When it comes to encouraging population health and wellness, the New Year may be one of the easiest times to do it. There’s nothing special about this time of year, per se, it’s just that many people are ready for a fresh slate and a clean start. It’s basically the “I’ll start eating healthy on Monday” of the calendar year. But it’s a great time to take advantage of the enthusiasm of your population and propel your health and wellness initiatives forward.
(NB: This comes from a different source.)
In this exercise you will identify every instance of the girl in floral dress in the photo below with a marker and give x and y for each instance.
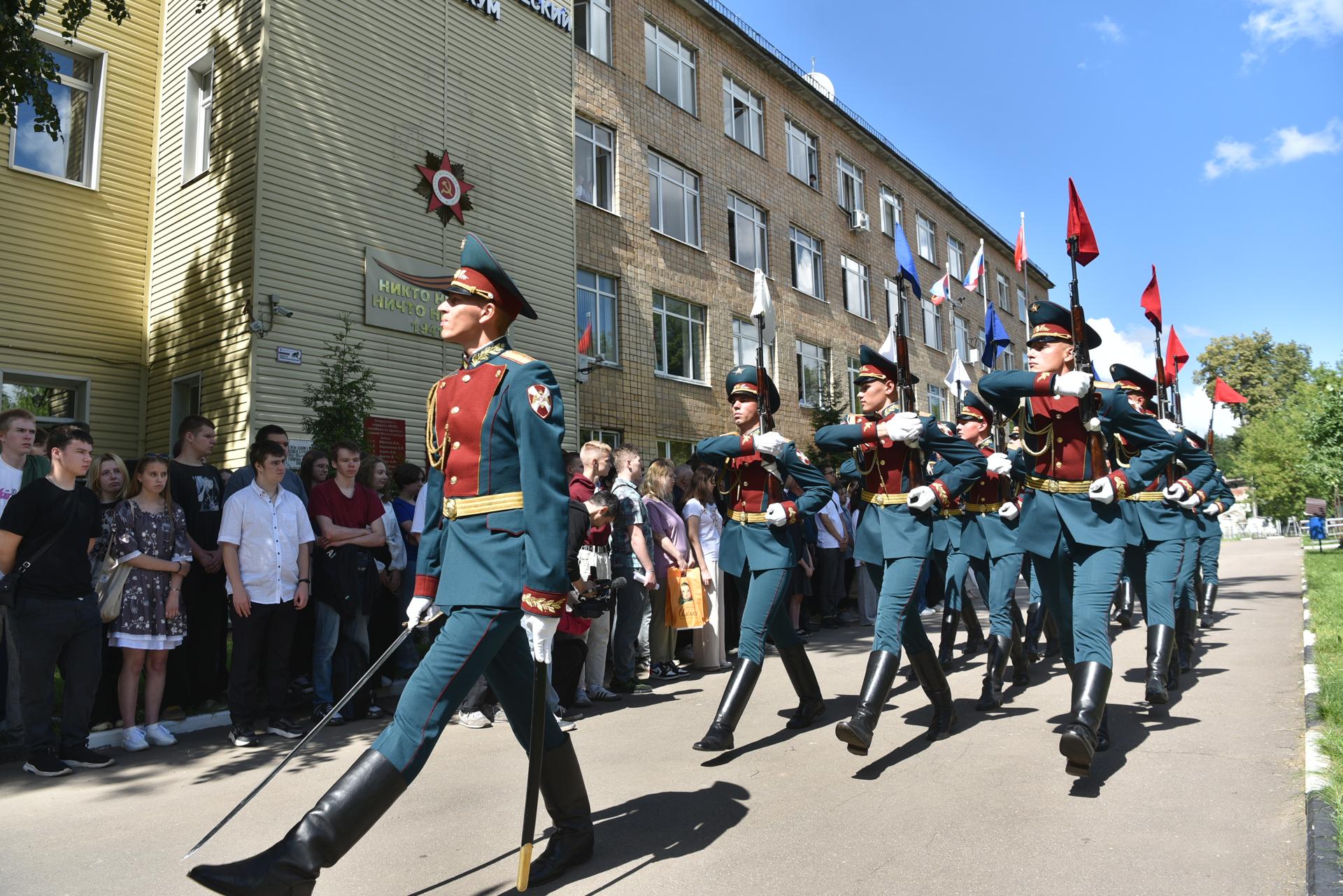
(150, 535)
In this post we’ll explore four ways to help promote population health and wellness in the New Year. Keep reading!
1. Encourage Movement
When it comes to improving population health, one of the best – and easiest – things you can do is encourage individuals to move more. Whether they’re at work, school, or home there are nearly always ample opportunities for someone to get up and move and make it fun. In nice weather, for example, you could hold a “walking meeting” for brainstorming sessions rather than gathering everyone into a conference room. On days with inclement weather – or for times when a meeting absolutely must take place in a conference room – you could try handing out some waters and starting out with a few stress-relieving stretches to get everyone hydrated and their blood is flowing. Similarly, encouraging those who can to take the stairs rather than elevators is an easy way to “get some steps in” without making too much of an impact on their day.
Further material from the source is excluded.